彼は酷い殺気をまといながら、こちらをギロリと睨みつけている。もう取り返しがつかないほど関係がこじれてしまった彼に、エマはかけられるだけの言葉をかけた。
「これは、私と国の名誉のために言っておくが、お前の家族を殺したのは私じゃない。が、お前にその言葉が届かないこともわかっている」
エマの言葉に、グランヴィルは一層憎しみのこもった目をこちらに向けた。しかし、エマは懲りずにまた言葉をかける。
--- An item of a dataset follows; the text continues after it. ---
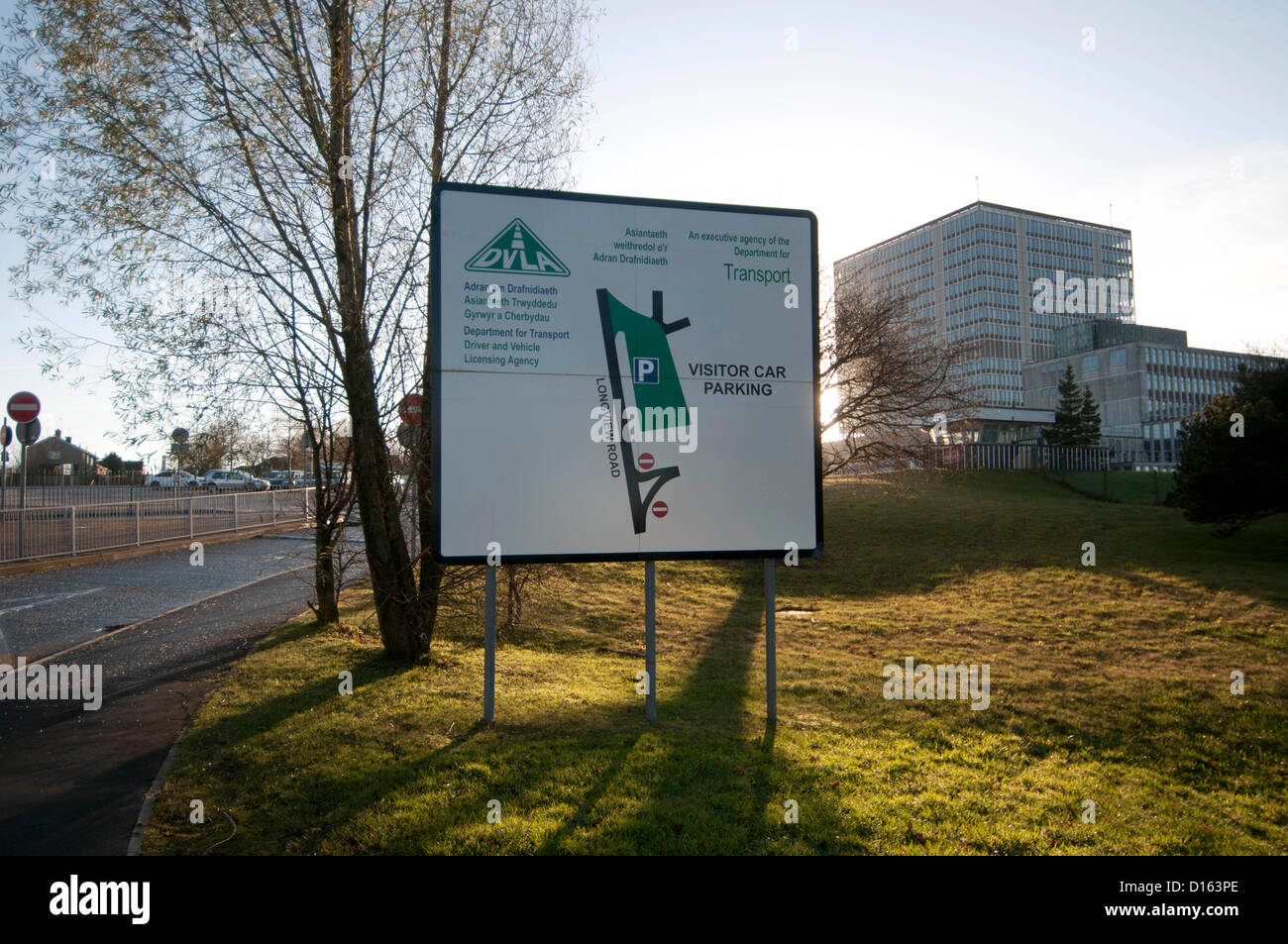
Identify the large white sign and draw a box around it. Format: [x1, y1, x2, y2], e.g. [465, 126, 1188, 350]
[432, 184, 823, 563]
「無意味だとわかってるが、一応言わせてくれ。私を殺す代わりに、国への攻撃はしないと約束してくれないか?」
「お前の願いを聞くつもりはない」
「まあ、そう言うよな」
低く唸るように言葉を吐いたグランヴィルに、エマはひとつ溜息をつくと、優しい声音で言葉を紡ぐ。
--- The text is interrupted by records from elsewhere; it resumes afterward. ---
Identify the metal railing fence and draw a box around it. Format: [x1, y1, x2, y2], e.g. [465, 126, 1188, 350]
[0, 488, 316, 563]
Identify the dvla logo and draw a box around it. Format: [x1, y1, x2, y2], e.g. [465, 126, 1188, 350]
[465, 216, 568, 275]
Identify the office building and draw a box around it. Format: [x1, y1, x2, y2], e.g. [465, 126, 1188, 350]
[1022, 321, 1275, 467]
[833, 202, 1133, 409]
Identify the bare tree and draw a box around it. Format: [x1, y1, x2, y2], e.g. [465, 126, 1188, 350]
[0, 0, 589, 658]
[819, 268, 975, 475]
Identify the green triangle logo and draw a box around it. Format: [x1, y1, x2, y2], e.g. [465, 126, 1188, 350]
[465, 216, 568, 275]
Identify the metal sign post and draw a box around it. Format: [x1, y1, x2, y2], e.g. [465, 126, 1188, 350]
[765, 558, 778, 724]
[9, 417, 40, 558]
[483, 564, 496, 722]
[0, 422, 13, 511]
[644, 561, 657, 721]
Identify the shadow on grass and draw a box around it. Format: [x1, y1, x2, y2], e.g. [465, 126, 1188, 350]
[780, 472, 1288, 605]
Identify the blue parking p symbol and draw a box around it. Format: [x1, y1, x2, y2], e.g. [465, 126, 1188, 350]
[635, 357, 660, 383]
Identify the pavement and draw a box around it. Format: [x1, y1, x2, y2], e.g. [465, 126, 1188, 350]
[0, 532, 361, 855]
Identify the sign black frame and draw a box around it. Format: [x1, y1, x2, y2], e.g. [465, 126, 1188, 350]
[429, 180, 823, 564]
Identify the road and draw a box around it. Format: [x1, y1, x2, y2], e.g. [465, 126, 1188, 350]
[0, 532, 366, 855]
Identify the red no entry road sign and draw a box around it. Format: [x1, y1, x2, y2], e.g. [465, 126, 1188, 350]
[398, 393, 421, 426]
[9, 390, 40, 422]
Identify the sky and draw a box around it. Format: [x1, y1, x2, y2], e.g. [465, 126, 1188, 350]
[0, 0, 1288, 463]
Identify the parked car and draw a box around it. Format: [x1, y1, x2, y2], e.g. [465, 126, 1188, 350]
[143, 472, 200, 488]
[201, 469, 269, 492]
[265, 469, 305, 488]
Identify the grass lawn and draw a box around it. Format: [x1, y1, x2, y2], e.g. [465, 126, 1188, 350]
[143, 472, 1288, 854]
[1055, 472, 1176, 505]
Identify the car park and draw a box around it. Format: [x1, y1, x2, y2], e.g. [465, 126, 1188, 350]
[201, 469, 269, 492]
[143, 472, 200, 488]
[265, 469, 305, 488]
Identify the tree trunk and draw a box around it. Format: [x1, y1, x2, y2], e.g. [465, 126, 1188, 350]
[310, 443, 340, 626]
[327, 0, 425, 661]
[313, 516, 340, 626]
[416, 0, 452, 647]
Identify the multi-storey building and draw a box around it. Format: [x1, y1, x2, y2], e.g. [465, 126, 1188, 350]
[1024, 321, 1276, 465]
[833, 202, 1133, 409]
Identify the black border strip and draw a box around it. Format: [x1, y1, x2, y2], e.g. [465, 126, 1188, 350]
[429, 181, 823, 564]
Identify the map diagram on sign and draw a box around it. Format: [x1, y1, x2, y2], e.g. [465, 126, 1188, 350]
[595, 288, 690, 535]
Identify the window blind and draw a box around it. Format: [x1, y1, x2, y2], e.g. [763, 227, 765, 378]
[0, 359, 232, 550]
「最後に、お前にひとつだけ伝えておかなきゃならないことがある」
エマのその言葉に、グランヴィルは訝しげな表情を浮かべた。
「……なんだ?」
「将来、そう遠くない未来で、お前は私を殺したことを後悔することになる」
その言葉を聞いた途端、グランヴィルは酷く顔を顰めた。
「命乞いか?」
険しい声で短く問いただす彼に、エマは思わず苦笑する。
「まあ聞け。その時、お前は後悔なんかしなくて良いんだ。今の選択が、後々たくさんの人を助けることになる」
「……お前を殺して後悔することなど、絶対にあり得ない」
彼が吐き捨てたその言葉に、エマはほんのわずかに悲しげな表情を浮かべた。そして、誰にも聞こえない小さな声でポツリと言葉を漏らす。
「お前の家族を救えなくてすまなかった」
グランヴィルは、左手に鞘を、右手に柄を持ち、自らの胸の前に剣を構えた。もう、終わりがすぐそこまで近づいている。
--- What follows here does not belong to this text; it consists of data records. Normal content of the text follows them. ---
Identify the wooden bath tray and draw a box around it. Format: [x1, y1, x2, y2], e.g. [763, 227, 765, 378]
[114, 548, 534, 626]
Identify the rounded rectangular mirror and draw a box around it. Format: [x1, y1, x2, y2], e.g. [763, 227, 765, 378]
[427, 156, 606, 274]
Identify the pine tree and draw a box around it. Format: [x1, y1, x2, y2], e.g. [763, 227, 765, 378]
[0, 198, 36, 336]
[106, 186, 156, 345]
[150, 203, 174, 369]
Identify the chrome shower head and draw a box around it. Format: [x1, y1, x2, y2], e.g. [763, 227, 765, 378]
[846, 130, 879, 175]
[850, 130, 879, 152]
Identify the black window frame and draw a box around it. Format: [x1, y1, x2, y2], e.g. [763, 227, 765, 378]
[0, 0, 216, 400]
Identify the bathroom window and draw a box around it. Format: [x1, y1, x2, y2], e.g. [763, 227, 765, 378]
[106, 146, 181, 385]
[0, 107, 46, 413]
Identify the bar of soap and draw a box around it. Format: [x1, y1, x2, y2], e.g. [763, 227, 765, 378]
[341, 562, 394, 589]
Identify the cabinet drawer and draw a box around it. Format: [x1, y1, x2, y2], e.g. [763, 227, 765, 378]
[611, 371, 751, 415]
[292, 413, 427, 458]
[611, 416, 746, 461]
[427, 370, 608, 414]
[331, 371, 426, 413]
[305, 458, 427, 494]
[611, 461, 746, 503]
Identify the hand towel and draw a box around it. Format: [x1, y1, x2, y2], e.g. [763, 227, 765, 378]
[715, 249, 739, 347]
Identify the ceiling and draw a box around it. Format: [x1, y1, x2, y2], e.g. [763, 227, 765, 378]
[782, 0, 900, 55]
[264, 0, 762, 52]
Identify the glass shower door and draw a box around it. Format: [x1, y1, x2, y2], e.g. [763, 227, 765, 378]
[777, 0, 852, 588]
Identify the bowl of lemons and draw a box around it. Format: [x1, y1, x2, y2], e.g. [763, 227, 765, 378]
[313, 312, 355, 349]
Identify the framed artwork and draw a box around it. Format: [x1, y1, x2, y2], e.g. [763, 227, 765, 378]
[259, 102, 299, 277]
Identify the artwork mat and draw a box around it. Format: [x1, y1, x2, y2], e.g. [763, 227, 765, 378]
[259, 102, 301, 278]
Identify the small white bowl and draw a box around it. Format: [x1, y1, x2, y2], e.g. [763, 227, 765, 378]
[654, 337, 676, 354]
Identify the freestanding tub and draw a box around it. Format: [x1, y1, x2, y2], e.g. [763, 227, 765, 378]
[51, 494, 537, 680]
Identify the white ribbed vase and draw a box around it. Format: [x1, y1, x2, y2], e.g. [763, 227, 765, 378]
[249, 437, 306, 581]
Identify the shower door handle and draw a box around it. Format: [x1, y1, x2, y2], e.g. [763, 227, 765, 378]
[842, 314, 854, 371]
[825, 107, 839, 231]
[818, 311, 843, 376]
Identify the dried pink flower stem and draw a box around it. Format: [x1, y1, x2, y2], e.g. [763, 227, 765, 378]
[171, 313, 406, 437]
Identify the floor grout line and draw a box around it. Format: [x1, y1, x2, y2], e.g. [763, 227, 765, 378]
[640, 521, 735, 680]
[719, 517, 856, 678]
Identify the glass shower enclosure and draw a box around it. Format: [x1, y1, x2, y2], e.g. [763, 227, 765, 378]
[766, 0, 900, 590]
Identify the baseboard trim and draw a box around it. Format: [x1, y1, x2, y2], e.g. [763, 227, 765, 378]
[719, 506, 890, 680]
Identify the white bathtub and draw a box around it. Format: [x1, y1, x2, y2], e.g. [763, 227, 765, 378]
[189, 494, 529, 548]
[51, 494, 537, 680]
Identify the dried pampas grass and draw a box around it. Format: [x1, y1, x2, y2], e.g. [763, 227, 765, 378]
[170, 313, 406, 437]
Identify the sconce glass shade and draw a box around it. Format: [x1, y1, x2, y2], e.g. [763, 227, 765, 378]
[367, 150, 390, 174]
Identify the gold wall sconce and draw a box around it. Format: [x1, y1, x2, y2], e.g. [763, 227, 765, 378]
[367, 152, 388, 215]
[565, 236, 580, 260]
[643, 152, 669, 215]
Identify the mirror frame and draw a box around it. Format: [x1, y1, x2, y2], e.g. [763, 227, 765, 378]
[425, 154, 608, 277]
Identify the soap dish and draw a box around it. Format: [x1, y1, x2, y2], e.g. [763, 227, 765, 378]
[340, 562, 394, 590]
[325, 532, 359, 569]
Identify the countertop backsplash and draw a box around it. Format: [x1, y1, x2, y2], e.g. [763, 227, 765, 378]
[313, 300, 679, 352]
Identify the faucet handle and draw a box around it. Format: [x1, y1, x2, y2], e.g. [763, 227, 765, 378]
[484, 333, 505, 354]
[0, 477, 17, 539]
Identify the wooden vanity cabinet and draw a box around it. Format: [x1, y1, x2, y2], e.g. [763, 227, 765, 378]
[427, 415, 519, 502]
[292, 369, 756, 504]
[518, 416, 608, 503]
エマは微笑みながら、目を閉じて、思い出す。今まであった様々な出来事、民たちの顔、そして、大切な友人たち――。
「私はお前たちと出会えて、とても幸せだったよ。皆、ありがとう」
最期にエマは、未来に思いを馳せた。自分が選び取ろうとしている、その未来を。
「どうか皆、幸せにな」
その時、グランヴィルが剣をわずかに抜いた。
「唸れ、エンヴィス」
「ああ。悪くない人生だった」
胸を貫かれたエマは、満足そうな笑みを浮かべて、ゆっくりと倒れていった。